01/03/2022

“Quando não resta dúvida de que o ganhador é aquele constante do bilhete, identificado pelo nome, residência e telefone, inclusive, sendo reconhecido pelos presentes, o pagamento do prêmio é devido mesmo sem o registro de RG e CPF.” A conclusão é da 5ª Turma Recursal dos Juizados Especiais Cíveis de Salvador, ao reformar sentença que havia negado a um inglês o direito de receber o prêmio de R$ 18 mil de uma rifa pela Loteria Federal.

O sorteio foi promovido pela Terceiro Grau Formaturas.

Em sua defesa, a empresa alegou que o autor não preencheu todos os requisitos do regulamento, porque deixou de inserir RG e CPF no bilhete a ser depositado na urna da promoção. À época dos fatos, o inglês estava em processo de regularização da sua situação no Brasil, já tendo requerido a emissão de Cédula de Identidade de Estrangeiro com o respectivo número do Registro Nacional de Estrangeiro (RNE).

Apesar de reconhecer a existência de relação de consumo, que prevê a inversão do ônus da prova, o juiz Ângelo Jerônimo e Silva Vita, da 4ª Vara do Sistema dos Juizados Especiais do Consumidor de Salvador, atribuiu ao inglês o dever de comprovar o correto preenchimento dos requisitos estipulados no regulamento do sorteio. “Por esse aspecto, não é possível a inversão do ônus probatório, cabendo ao demandante demonstrar o fato constitutivo do direito reivindicado, o que de fato não ocorreu nestes autos.”

Vita julgou improcedentes os pedidos do estrangeiro de ser reconhecido como ganhador do prêmio e de ser indenizado por dano moral. “A análise das informações que instruem a inicial traz a este juízo apenas a demonstração do regulamento da promoção, não trazendo, portanto, aos autos nenhuma referência de que o autor seguiu corretamente os critérios ofertados no supracitado regulamento da promoção”. A sentença foi prolatada no dia 2 janeiro de 2020.

Cláusulas abusivas
Morando no Brasil há quatro anos e meio, o autor tem 31 anos de idade e trabalha como professor de Língua Inglesa e tradutor.

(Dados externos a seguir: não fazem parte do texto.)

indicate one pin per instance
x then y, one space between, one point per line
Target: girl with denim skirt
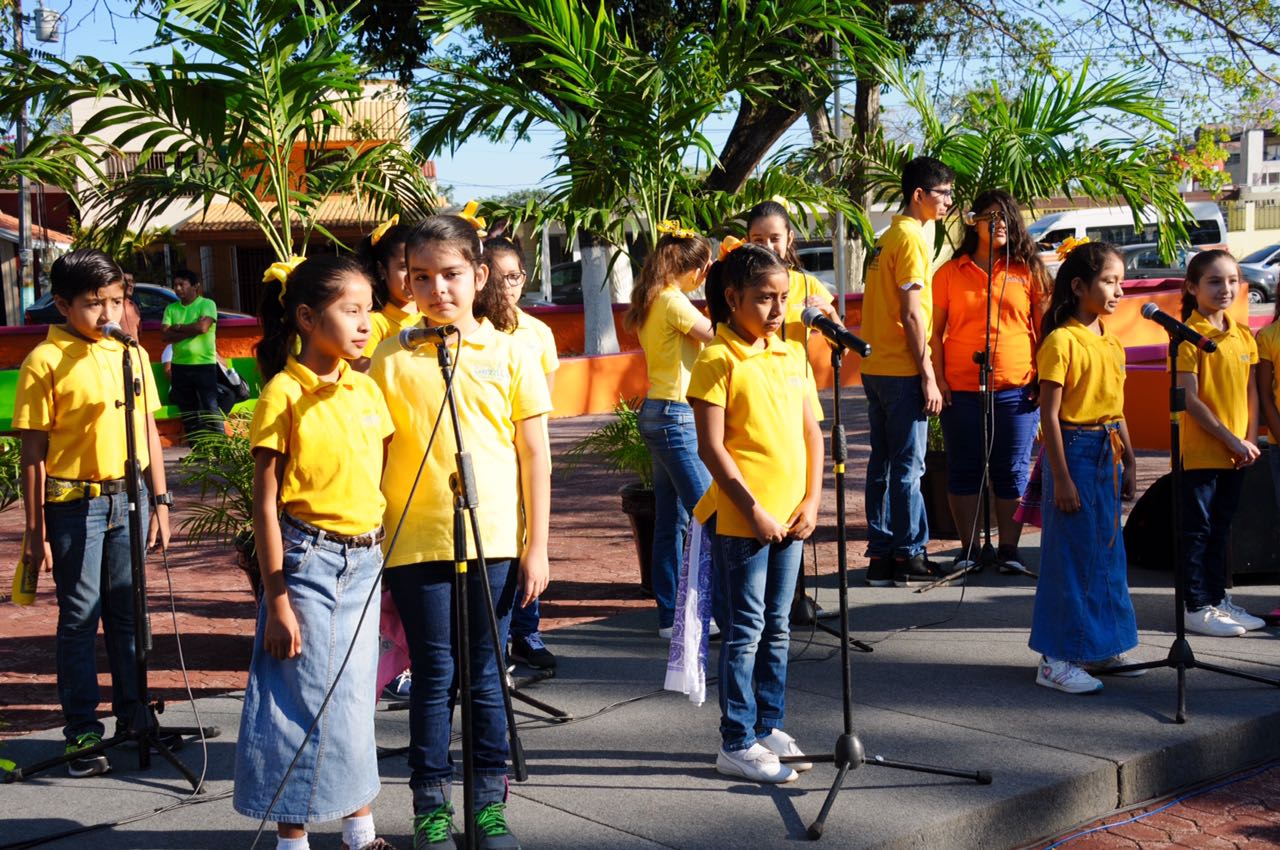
671 332
755 407
502 411
1219 441
319 446
1083 620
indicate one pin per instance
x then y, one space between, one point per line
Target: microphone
412 338
835 332
113 330
1176 329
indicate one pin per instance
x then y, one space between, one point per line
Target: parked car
1260 270
150 298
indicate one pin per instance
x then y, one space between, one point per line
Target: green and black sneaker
434 828
492 826
91 764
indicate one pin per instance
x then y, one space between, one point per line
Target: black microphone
1176 329
113 330
835 332
412 338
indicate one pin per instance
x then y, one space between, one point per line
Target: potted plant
618 446
222 465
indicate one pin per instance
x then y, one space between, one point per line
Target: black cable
373 590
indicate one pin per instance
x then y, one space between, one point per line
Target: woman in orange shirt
960 323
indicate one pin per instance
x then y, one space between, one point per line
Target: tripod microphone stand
849 753
1180 656
144 727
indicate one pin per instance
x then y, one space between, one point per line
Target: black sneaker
918 570
492 826
90 764
531 650
880 571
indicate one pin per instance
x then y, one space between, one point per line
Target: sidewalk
639 773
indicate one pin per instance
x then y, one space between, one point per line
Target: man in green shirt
190 324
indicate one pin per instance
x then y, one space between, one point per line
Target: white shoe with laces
754 763
1065 676
1239 615
785 746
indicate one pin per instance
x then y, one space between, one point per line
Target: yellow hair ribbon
1070 243
728 245
671 227
469 214
380 231
282 270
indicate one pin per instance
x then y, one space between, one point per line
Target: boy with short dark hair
69 412
897 378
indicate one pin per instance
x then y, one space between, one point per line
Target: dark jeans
424 595
1210 498
90 542
195 391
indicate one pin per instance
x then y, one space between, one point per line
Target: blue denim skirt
337 772
1083 611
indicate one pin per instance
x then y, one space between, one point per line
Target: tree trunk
599 336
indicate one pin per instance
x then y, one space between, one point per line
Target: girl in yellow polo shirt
1083 620
672 332
502 408
318 438
755 407
1219 439
383 255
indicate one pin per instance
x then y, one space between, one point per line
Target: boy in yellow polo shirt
897 378
69 412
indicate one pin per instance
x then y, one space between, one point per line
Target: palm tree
248 83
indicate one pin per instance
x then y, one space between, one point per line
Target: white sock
356 832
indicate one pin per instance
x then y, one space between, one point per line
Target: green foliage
222 466
247 83
617 446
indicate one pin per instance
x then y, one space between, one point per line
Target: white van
1115 224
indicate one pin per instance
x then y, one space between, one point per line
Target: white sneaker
1065 676
1212 622
1239 615
754 763
1105 667
784 745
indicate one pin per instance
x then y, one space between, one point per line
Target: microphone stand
1180 656
144 727
849 753
986 554
462 483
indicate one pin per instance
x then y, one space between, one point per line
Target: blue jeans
899 429
679 480
94 580
754 613
1210 498
424 597
329 589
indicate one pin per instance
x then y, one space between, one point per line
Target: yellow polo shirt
536 338
1269 348
668 350
899 261
332 437
1089 368
762 392
388 321
800 287
74 389
1224 387
497 384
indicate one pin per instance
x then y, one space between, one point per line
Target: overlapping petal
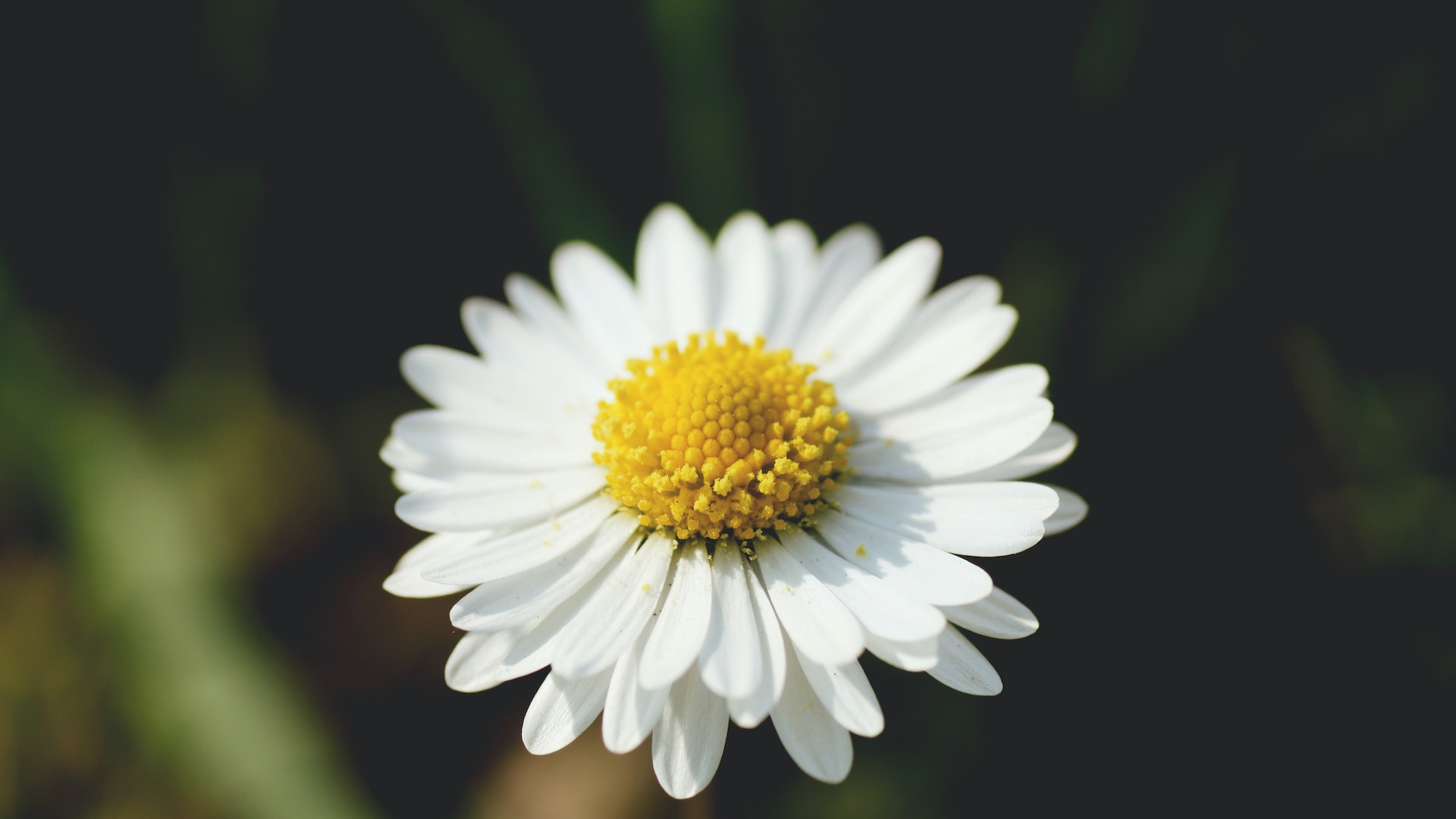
673 640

Ele explicou que a rifa foi promovida pela ré com a finalidade de angariar recursos para a festa de formatura de uma turma de Arquitetura e Urbanismo de uma faculdade da capital baiana. Uma das formandas foi a mulher do inglês. O sorteio aconteceu no dia 14 de setembro de 2019 e, logo após, a empresa responsável pela promoção telefonou ao estrangeiro para avisá-lo que era o ganhador.

A ligação foi feita para o número informado pelo inglês no cupom da rifa. Porém, ele não recebeu o prêmio porque a ré passou a alegar a falta do preenchimento de outros dados constantes no regulamento. Para a juíza relatora do recurso do autor, Eliene Simone Silva Oliveira, as exigências citadas pela empresa para se esquivar de pagar a premiação de R$ 18 mil são “cláusulas contratuais abusivas”, que devem ser anuladas para reconhecer o autor como o legítimo ganhador.

“Verifico que a ausência ocorreu por inexistência do documento à época do preenchimento, e não por desídia da parte, estando os demais campos preenchidos”, destacou a relatora. Conforme o regulamento, será retirado aleatoriamente da urna um único cupom e conferida se a resposta corresponde à pergunta formulada, sendo ainda checado se o bilhete está “completa e corretamente preenchido com os dados pessoais solicitados, necessários à identificação do ganhador”.

“O objetivo principal do preenchimento dos dados, qual seja a identificação do ganhador, não foi prejudicado. Os demais campos estavam preenchidos, consoante se vê no momento do sorteio, vídeo em anexo, de modo que eram suficientes na identificação do ganhador, tanto é assim que após o sorteio, imediatamente, entraram em contato através dos números informados no bilhete”, ponderou Eliene Oliveira. Em sessão ocorrida no último dia 15, os demais integrantes da turma recursal acompanharam o voto da relatora.

Em sua decisão unânime, o colegiado anulou as cláusulas abusivas do regulamento e reconheceu o inglês como o ganhador da rifa. Deste modo, a ré foi condenada a pagar ao autor o prêmio de R$ 18 mil, com juros e correção monetária. O pedido de dano moral foi julgado improcedente. Para a 5ª Turma Recursal, o episódio causou apenas “meros aborrecimentos”, sem ofender a intimidade, a honra, a paz, a tranquilidade de espírito, a liberdade e a integridade física do requerente.